Honestly, what you're describing is a classic scenario for anyone with a new ad account and pixel. The key thing isn't to panic and switch everything off, but to understand what the platform is doing and how to diagnose the real issues. Forget what ChatGPT told you; early performance is rarely a perfect indicator of what's to come, especially with a fresh setup. Let's get into it.
TLDR;
- Don't trust ChatGPT on this one. Early ad performance with a new pixel is almost never a reliable indicator of long-term success. The system needs data to learn.
- Keep the converting ad running, even with a ROAS below 1. Each conversion is a valuable piece of data that teaches the Meta algorithm who your ideal customer is. Turning it off now would be like firing an employee on their first day of training.
- Your problem isn't just the ad itself; it's the entire customer journey. You need to diagnose where people are dropping off, from the ad click all the way to the final purchase.
- Your campaign structure is too simple for effective testing and scaling. You'll need to adopt a proper funnel-based approach (ToFu/MoFu/BoFu) to target users correctly based on their awareness of your brand.
- An interactive calculator is included below to help you figure out your customer Lifetime Value (LTV), which is a much more important metric than day-one ROAS.
We'll need to look at why early performance is a terrible guide...
Right, let's tackle that bit of advice you got from ChatGPT first, because it's a common misconception that can lead to you killing potentially winning ads far too early.
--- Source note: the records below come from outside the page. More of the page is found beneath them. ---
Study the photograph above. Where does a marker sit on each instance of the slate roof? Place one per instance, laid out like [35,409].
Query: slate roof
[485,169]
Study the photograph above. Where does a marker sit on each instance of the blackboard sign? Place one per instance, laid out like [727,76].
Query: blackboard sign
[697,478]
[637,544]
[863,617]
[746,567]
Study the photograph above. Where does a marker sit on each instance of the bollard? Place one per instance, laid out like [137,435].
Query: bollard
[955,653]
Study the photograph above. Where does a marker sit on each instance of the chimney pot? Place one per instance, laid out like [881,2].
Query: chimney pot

The idea that "early ad performance is a good indicator of how the ad will continue to perform" is dangerously simplistic and, in your situation, completely wrong.
Your ad account and pixel are brand new. This is the most important factor. Think of the Meta pixel as a new employee you've just hired to find customers for you. On day one, it knows absolutely nothing about your business, your products, or the type of person who buys from you. It's starting from scratch. When you launch an ad, you're giving this new employee its first task: "Go find me some people who will buy this."
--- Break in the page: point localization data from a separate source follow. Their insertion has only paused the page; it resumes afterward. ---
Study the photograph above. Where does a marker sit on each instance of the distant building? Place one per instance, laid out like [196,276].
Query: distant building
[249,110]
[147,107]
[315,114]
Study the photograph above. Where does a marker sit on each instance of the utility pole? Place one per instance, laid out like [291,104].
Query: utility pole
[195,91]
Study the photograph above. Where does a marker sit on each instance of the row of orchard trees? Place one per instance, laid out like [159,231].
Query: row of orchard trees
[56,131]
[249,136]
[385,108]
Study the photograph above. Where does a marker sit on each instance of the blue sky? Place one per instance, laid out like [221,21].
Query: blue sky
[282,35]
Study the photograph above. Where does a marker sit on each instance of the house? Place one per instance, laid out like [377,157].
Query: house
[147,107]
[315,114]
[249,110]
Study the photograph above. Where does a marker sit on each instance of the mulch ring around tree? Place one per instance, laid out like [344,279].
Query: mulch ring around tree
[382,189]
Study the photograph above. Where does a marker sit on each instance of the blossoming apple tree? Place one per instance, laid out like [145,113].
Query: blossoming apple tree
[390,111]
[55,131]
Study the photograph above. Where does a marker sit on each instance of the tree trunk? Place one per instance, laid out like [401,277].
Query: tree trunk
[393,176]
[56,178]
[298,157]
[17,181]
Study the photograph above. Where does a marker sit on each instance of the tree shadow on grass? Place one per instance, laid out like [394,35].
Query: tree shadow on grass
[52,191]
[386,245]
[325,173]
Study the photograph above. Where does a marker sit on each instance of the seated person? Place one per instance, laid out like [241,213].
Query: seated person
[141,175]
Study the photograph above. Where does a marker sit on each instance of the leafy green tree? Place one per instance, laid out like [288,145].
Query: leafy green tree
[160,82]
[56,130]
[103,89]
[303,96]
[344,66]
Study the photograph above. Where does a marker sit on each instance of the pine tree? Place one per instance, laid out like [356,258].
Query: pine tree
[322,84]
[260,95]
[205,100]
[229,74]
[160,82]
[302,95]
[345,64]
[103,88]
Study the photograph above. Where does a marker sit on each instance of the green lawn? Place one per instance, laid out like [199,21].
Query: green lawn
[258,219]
What does it do? It starts by showing your ad to a broad slice of the audience you've defined. It's essentially guessing. It shows it to Person A, they ignore it. It shows it to Person B, they scroll past. Then it shows it to Person C, and they click and buy. "Aha!" the pixel says. "Person C is interesting. What are their characteristics? What do they have in common with other people in this audience?"
This is what's known as the Learning Phase. During this period, the algorithm is actively spending your money to gather data and learn. It's looking for patterns among the people who convert. Every single conversion you get, even if it's expensive, is a critical piece of training data. You're literally paying for the pixel's education. This is why your CPC (Cost Per Click) and CPM (Cost Per Mille, or 1,000 impressions) are high right now. The system is inefficient because it's still learning. It has to show the ad to a lot of the 'wrong' people to find the 'right' ones.
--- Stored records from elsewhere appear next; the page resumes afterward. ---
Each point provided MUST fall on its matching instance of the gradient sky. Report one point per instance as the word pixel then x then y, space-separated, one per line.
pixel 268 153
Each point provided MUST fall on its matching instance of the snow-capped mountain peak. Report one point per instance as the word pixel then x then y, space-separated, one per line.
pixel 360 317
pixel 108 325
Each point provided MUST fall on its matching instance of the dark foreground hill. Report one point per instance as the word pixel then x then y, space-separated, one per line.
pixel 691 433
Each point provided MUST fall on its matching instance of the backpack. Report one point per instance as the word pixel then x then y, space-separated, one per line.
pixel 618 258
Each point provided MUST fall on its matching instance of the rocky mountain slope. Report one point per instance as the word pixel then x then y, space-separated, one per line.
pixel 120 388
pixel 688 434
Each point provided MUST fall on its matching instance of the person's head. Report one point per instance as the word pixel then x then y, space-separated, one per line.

Turning off an ad that's getting conversions, even if the ROAS is below 1, is like taking the textbook away from your new employee mid-lesson. You're starving the algorithm of the very data it needs to get better and more efficient. The system will generally exit the learning phase after it gets about 50 conversions in a 7-day window. Until then, performance will be unstable, and you should expect costs to be higher then they will be later on. The goal in this initial stage isn't immediate profitability; it's data acquisition.
1. Ad Launch
You launch your new ad. The pixel is 'cold' and has no data.
2. Learning Phase
Meta explores your audience, showing the ad widely. Performance is volatile and costs are high.
3. Data Input
A user converts! This is a crucial data signal for the algorithm.
4. Optimisation
The algorithm analyses the converter and finds similar users. Costs begin to stabilise and decrease.
5. Active Phase
The ad exits the Learning Phase (approx. 50 conversions) and delivers predictable results.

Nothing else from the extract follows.